Among 31,841 eligible patients with HCV and unhealthy alcohol use, the unadjusted and adjusted prevalences of brief intervention were 69.2% (CI, 68.7-69.6) and 71.9% (CI, 71.4-72.4), respectively. Among the 20,320 (64%) with an AUD diagnosis, the unadjusted and adjusted prevalences of receiving specialty addictions treatment were 40.0%, (CI, 39.3-40.6) and 26.7% (CI, 26.3-27.1), respectively, and of receiving AUD medications were 8.1% (CI, 7.7-8.4) and 6.4% (CI, 6.1-6.6), respectively.

Findings highlight gaps in receipt of recommended alcohol-related care for patients with HCV and unhealthy alcohol use.

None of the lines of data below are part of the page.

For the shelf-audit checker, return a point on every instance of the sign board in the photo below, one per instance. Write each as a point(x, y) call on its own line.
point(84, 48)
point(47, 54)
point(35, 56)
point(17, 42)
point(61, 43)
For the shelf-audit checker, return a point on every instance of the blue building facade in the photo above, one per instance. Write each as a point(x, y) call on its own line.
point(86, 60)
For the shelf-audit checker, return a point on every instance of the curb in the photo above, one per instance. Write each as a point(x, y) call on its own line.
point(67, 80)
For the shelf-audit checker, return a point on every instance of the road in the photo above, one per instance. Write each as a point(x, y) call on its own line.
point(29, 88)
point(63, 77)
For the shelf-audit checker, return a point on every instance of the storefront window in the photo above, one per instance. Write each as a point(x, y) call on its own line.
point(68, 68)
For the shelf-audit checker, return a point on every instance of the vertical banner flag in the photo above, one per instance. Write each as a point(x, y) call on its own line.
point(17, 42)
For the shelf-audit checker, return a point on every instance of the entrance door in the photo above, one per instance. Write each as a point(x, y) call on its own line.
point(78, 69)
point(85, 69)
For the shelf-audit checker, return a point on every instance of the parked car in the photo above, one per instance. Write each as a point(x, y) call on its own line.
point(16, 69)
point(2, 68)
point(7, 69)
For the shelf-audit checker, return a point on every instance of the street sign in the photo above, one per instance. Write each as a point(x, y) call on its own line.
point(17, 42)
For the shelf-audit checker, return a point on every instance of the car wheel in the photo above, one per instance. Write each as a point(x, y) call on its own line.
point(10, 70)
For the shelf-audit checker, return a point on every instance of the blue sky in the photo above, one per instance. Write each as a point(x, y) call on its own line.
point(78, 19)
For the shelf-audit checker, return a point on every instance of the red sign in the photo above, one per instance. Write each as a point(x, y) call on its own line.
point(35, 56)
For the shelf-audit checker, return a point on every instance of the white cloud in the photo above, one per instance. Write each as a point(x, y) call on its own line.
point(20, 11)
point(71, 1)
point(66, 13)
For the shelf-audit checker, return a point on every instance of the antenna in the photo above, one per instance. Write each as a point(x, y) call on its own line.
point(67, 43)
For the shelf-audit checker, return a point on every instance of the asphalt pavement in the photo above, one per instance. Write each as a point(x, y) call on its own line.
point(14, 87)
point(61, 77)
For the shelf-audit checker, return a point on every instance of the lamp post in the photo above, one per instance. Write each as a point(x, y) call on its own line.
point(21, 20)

While most received brief interventions, approximately one-third still did not. Moreover, among those with an AUD (the majority of all patients), two-thirds did not receive specialty addictions treatment and > 90% did not receive AUD medications.

Current VA guidelines recommend targeting unhealthy alcohol use for patients presenting for HCV treatment. Because alcohol use may undermine the VA's efforts to treat HCV, future research should target increasing access to alcohol-related treatments for patients with HCV.